Revealing the transient ionization dynamics and mode-coupling mechanisms of helicon discharge through a self-consistent multiphysics model

Helicon plasma sources play a central role in applications ranging from material treatment to space propulsion and fusion, yet the physical processes governing their ignition and transient ionization remain incompletely understood. Here we develop a self-consistent, fully coupled multiphysics framework implemented in COMSOL Multiphysics, that integrates Maxwell's equations, electron energy transport, drift-diffusion kinetics, and heavy-species chemistry to capture the complete spatiotemporal evolution of helicon discharges. The model reproduces experimental measurements across pressure, magnetic field, and frequency ranges, and reveals a previously unresolved transient ionization stage characterized by a rapid density rise within ~ 10- 4 s, accompanied by a two-peak electron temperature structure that governs the formation of the dense plasma core. By tracking the RF power flow and field topology, we characterize the transient redistribution of RF energy during ignition.

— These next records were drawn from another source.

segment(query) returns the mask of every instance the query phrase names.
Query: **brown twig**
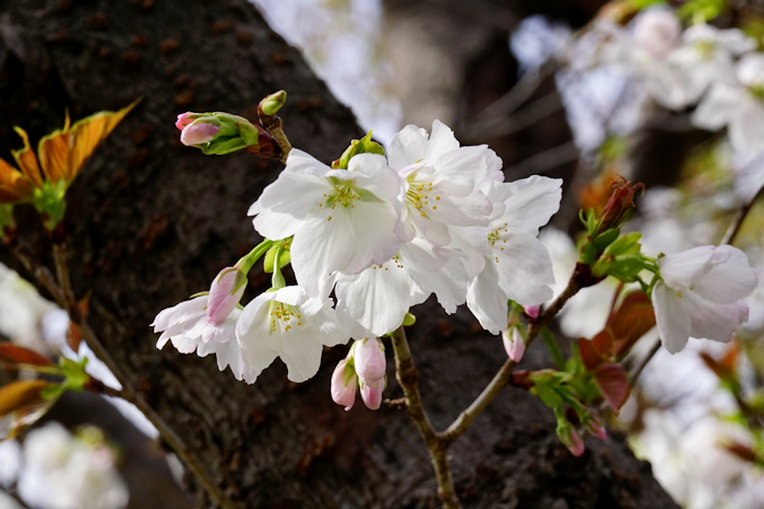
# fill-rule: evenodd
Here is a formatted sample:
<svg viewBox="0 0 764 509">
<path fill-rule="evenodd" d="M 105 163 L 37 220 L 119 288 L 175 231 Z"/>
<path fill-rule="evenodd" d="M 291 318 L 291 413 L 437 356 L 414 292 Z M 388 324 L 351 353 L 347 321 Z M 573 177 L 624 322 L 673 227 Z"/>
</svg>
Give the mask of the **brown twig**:
<svg viewBox="0 0 764 509">
<path fill-rule="evenodd" d="M 528 326 L 528 339 L 526 340 L 526 347 L 536 339 L 538 333 L 544 329 L 544 325 L 549 322 L 557 313 L 562 309 L 562 305 L 580 290 L 580 284 L 578 283 L 578 278 L 576 274 L 568 281 L 568 287 L 560 293 L 555 301 L 549 304 L 549 307 L 544 311 L 538 320 L 531 322 Z M 486 406 L 494 401 L 496 395 L 504 388 L 512 377 L 512 372 L 517 363 L 512 359 L 507 359 L 504 365 L 498 370 L 494 378 L 486 385 L 479 396 L 460 414 L 460 416 L 454 420 L 451 426 L 446 428 L 445 432 L 440 434 L 440 437 L 446 443 L 451 444 L 456 438 L 462 436 L 464 432 L 467 430 L 469 425 L 475 418 L 483 413 Z"/>
<path fill-rule="evenodd" d="M 53 258 L 55 260 L 56 273 L 61 278 L 61 285 L 56 283 L 47 268 L 39 266 L 21 249 L 16 249 L 13 253 L 21 264 L 24 266 L 24 269 L 27 269 L 38 280 L 38 282 L 50 292 L 55 302 L 61 308 L 66 310 L 70 320 L 72 320 L 72 322 L 80 328 L 82 337 L 87 346 L 93 351 L 93 354 L 103 361 L 104 364 L 106 364 L 106 367 L 109 367 L 109 370 L 114 374 L 116 380 L 122 385 L 121 391 L 104 387 L 104 389 L 101 392 L 110 396 L 121 397 L 135 405 L 159 432 L 162 439 L 167 443 L 167 445 L 175 451 L 180 460 L 184 461 L 194 472 L 202 487 L 205 489 L 205 491 L 207 491 L 209 497 L 215 500 L 216 503 L 225 509 L 238 507 L 230 499 L 228 499 L 228 497 L 226 497 L 220 488 L 213 481 L 202 461 L 190 451 L 190 449 L 184 444 L 183 439 L 175 433 L 175 430 L 167 423 L 165 423 L 164 419 L 148 405 L 148 403 L 146 403 L 144 397 L 137 391 L 135 391 L 131 381 L 125 376 L 118 364 L 114 362 L 112 356 L 109 354 L 109 351 L 97 339 L 95 332 L 90 326 L 90 323 L 84 320 L 76 304 L 76 299 L 71 291 L 72 287 L 69 277 L 69 267 L 66 264 L 65 249 L 63 245 L 61 245 L 59 249 L 56 249 L 55 246 L 56 245 L 54 245 L 53 249 Z"/>
<path fill-rule="evenodd" d="M 539 316 L 538 320 L 531 322 L 528 326 L 528 344 L 530 344 L 541 329 L 544 329 L 546 323 L 562 309 L 562 305 L 568 299 L 575 295 L 580 288 L 581 285 L 578 282 L 577 273 L 574 273 L 565 291 L 545 310 L 544 314 Z M 448 447 L 467 430 L 472 422 L 488 406 L 502 388 L 507 385 L 512 380 L 512 372 L 517 363 L 507 360 L 473 404 L 462 412 L 448 428 L 442 433 L 437 433 L 435 428 L 433 428 L 430 417 L 422 405 L 416 367 L 411 359 L 411 350 L 409 349 L 409 342 L 402 326 L 392 334 L 392 344 L 395 354 L 395 376 L 403 388 L 405 408 L 427 446 L 437 479 L 437 495 L 444 507 L 458 508 L 461 503 L 456 497 L 454 480 L 448 467 Z"/>
<path fill-rule="evenodd" d="M 405 396 L 406 409 L 411 415 L 411 419 L 424 438 L 424 443 L 430 451 L 430 457 L 435 468 L 435 477 L 437 479 L 437 496 L 441 498 L 443 506 L 452 509 L 460 508 L 462 505 L 456 497 L 454 489 L 454 480 L 451 477 L 451 469 L 448 468 L 448 458 L 446 453 L 448 450 L 445 444 L 433 428 L 427 413 L 422 406 L 422 396 L 419 388 L 419 375 L 414 361 L 411 359 L 411 350 L 409 350 L 409 341 L 403 326 L 398 328 L 392 335 L 393 352 L 395 354 L 395 376 L 403 388 Z"/>
</svg>

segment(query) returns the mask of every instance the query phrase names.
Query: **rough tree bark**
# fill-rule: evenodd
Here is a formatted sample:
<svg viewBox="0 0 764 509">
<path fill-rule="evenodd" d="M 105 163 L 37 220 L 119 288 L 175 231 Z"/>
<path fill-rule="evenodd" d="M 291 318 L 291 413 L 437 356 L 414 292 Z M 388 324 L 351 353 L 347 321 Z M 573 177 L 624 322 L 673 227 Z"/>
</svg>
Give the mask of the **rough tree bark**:
<svg viewBox="0 0 764 509">
<path fill-rule="evenodd" d="M 425 448 L 404 413 L 345 413 L 331 402 L 343 349 L 327 352 L 308 383 L 288 383 L 277 362 L 248 386 L 213 359 L 154 346 L 154 315 L 207 288 L 259 240 L 247 207 L 279 170 L 249 154 L 215 158 L 179 146 L 175 115 L 251 116 L 265 94 L 286 89 L 295 146 L 329 162 L 363 134 L 299 53 L 242 0 L 7 0 L 0 12 L 3 157 L 18 147 L 14 124 L 39 138 L 63 123 L 65 107 L 79 118 L 144 97 L 70 190 L 74 291 L 92 291 L 90 320 L 111 355 L 214 481 L 240 507 L 436 506 Z M 17 219 L 49 262 L 39 219 L 24 207 Z M 250 294 L 265 282 L 255 269 Z M 417 310 L 410 340 L 425 405 L 443 428 L 504 353 L 469 313 L 446 320 L 432 304 Z M 546 362 L 531 349 L 526 364 Z M 400 396 L 392 372 L 389 380 L 386 395 Z M 570 456 L 550 412 L 506 389 L 452 448 L 457 491 L 469 507 L 675 507 L 622 437 L 587 445 Z M 190 476 L 188 487 L 199 491 Z"/>
</svg>

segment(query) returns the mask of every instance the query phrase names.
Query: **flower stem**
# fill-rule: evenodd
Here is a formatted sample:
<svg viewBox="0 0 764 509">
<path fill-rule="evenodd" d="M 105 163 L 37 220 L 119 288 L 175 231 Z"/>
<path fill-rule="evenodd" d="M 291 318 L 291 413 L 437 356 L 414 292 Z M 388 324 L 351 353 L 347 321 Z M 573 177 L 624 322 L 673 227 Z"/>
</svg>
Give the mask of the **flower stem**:
<svg viewBox="0 0 764 509">
<path fill-rule="evenodd" d="M 462 505 L 456 497 L 454 479 L 451 476 L 448 458 L 446 457 L 448 445 L 438 437 L 422 406 L 419 375 L 416 374 L 414 361 L 411 359 L 411 350 L 409 350 L 409 341 L 403 326 L 398 328 L 391 339 L 395 354 L 395 376 L 401 387 L 403 387 L 409 415 L 411 415 L 411 419 L 419 428 L 430 451 L 430 458 L 432 459 L 437 479 L 437 496 L 441 498 L 444 507 L 448 509 L 460 508 Z"/>
<path fill-rule="evenodd" d="M 538 320 L 531 322 L 528 326 L 528 337 L 525 341 L 526 347 L 530 346 L 530 343 L 539 334 L 544 325 L 549 322 L 557 313 L 562 309 L 562 305 L 578 292 L 580 289 L 578 283 L 578 278 L 576 273 L 568 281 L 568 287 L 560 293 L 555 301 L 549 304 L 544 311 Z M 460 416 L 448 426 L 445 432 L 442 432 L 438 436 L 446 443 L 451 444 L 460 436 L 464 435 L 469 425 L 472 424 L 478 415 L 483 413 L 486 406 L 494 401 L 498 393 L 504 388 L 505 385 L 512 378 L 512 372 L 515 370 L 517 363 L 512 359 L 507 359 L 504 365 L 498 370 L 494 378 L 486 385 L 479 396 L 460 414 Z"/>
<path fill-rule="evenodd" d="M 122 385 L 122 391 L 104 388 L 103 393 L 110 396 L 121 397 L 133 405 L 135 405 L 146 418 L 159 432 L 162 439 L 175 451 L 175 454 L 183 460 L 188 468 L 196 475 L 202 487 L 207 491 L 209 497 L 215 500 L 224 509 L 233 509 L 239 507 L 235 505 L 220 488 L 213 481 L 208 471 L 203 466 L 199 458 L 197 458 L 189 447 L 183 443 L 183 439 L 175 433 L 175 430 L 164 422 L 164 419 L 146 403 L 146 399 L 135 389 L 127 376 L 122 372 L 118 364 L 114 362 L 109 351 L 101 343 L 95 332 L 91 329 L 90 323 L 82 316 L 80 309 L 71 290 L 71 280 L 69 276 L 69 267 L 66 264 L 66 252 L 63 245 L 53 245 L 53 259 L 55 263 L 55 271 L 59 276 L 59 283 L 53 279 L 50 271 L 38 264 L 31 257 L 22 252 L 21 249 L 13 251 L 17 260 L 35 277 L 38 282 L 45 288 L 55 302 L 63 308 L 70 316 L 70 320 L 75 323 L 82 333 L 82 337 L 87 346 L 93 351 L 99 360 L 106 364 L 106 367 L 114 374 L 116 380 Z"/>
</svg>

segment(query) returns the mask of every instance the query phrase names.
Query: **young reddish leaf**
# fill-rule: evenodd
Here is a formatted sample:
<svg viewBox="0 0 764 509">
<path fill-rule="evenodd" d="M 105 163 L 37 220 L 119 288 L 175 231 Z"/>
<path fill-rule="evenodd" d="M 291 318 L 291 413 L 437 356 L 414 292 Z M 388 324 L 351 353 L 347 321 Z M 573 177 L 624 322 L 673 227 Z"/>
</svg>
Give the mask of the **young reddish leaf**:
<svg viewBox="0 0 764 509">
<path fill-rule="evenodd" d="M 726 350 L 726 352 L 724 352 L 722 359 L 719 360 L 719 363 L 726 367 L 730 371 L 730 373 L 735 373 L 737 368 L 737 359 L 740 357 L 740 342 L 734 341 Z"/>
<path fill-rule="evenodd" d="M 581 361 L 584 361 L 584 366 L 588 371 L 595 371 L 597 366 L 602 363 L 602 357 L 597 353 L 591 341 L 586 337 L 578 339 L 578 351 L 581 354 Z"/>
<path fill-rule="evenodd" d="M 43 403 L 42 391 L 54 385 L 44 380 L 21 380 L 0 387 L 0 417 Z"/>
<path fill-rule="evenodd" d="M 12 364 L 31 364 L 33 366 L 52 366 L 47 356 L 13 343 L 0 343 L 0 361 Z"/>
<path fill-rule="evenodd" d="M 629 382 L 623 366 L 611 362 L 602 364 L 595 371 L 595 382 L 608 406 L 618 414 L 629 397 Z"/>
<path fill-rule="evenodd" d="M 591 345 L 597 351 L 597 354 L 602 359 L 610 359 L 612 356 L 612 343 L 613 343 L 612 331 L 608 328 L 600 331 L 595 337 L 591 339 Z"/>
<path fill-rule="evenodd" d="M 623 298 L 621 305 L 608 319 L 607 328 L 612 331 L 617 360 L 623 359 L 631 346 L 655 325 L 655 313 L 648 295 L 641 290 Z"/>
</svg>

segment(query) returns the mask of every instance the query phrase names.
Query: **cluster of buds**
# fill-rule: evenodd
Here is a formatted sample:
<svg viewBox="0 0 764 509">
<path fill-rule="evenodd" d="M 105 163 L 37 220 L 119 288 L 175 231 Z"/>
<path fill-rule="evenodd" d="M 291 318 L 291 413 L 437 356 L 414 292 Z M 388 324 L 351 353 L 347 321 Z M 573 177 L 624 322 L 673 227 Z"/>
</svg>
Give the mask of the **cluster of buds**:
<svg viewBox="0 0 764 509">
<path fill-rule="evenodd" d="M 577 269 L 578 273 L 586 274 L 579 278 L 582 287 L 596 284 L 607 276 L 633 282 L 646 268 L 644 257 L 640 252 L 641 235 L 621 237 L 621 226 L 634 209 L 634 195 L 643 191 L 644 185 L 623 179 L 613 183 L 611 188 L 605 206 L 590 208 L 586 218 L 581 217 L 587 228 L 587 236 L 580 246 L 580 264 L 585 267 Z"/>
<path fill-rule="evenodd" d="M 357 341 L 334 368 L 332 399 L 349 411 L 355 403 L 355 388 L 360 386 L 363 403 L 372 411 L 378 409 L 382 404 L 382 392 L 388 386 L 386 368 L 382 341 L 376 337 Z"/>
<path fill-rule="evenodd" d="M 180 143 L 200 148 L 206 155 L 221 156 L 244 148 L 262 157 L 279 156 L 279 146 L 270 133 L 242 116 L 186 112 L 178 115 L 175 127 L 180 129 Z"/>
</svg>

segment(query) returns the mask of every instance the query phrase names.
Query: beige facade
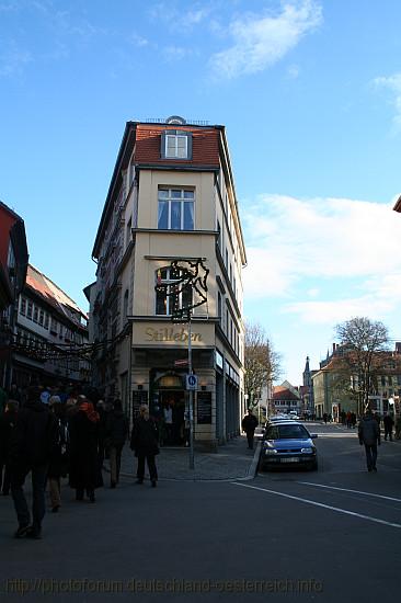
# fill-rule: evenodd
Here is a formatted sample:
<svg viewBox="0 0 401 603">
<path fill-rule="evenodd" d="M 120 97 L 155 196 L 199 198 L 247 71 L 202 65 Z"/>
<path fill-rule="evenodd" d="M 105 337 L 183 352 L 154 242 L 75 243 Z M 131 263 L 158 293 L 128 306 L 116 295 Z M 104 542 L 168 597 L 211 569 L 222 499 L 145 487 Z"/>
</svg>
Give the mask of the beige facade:
<svg viewBox="0 0 401 603">
<path fill-rule="evenodd" d="M 192 304 L 200 296 L 195 287 L 174 294 L 171 263 L 191 268 L 202 260 L 207 303 L 193 309 L 191 321 L 195 441 L 216 445 L 239 433 L 244 409 L 247 258 L 224 127 L 179 126 L 129 122 L 125 130 L 93 249 L 96 282 L 87 289 L 98 342 L 94 385 L 122 397 L 130 418 L 149 402 L 162 428 L 171 407 L 174 425 L 165 437 L 185 443 L 190 326 L 171 315 L 174 303 L 185 306 L 185 295 Z M 164 139 L 184 141 L 191 156 L 161 158 Z"/>
</svg>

A short-lived phase of localized energy deposition accompanies the onset of ionization, followed by a gradual restructuring of the RF field distribution as the plasma density increases, together with rapid density growth and profile restructuring. Systematic parametric scans further reveal the sensitivity of this mode-coupling process to gas pressure, magnetic field strength, and driving frequency. These results provide a unified picture of the ignition in helicon plasmas and establish a predictive tool for the design and optimization of RF plasma sources across space propulsion, manufacturing, and fusion technologies.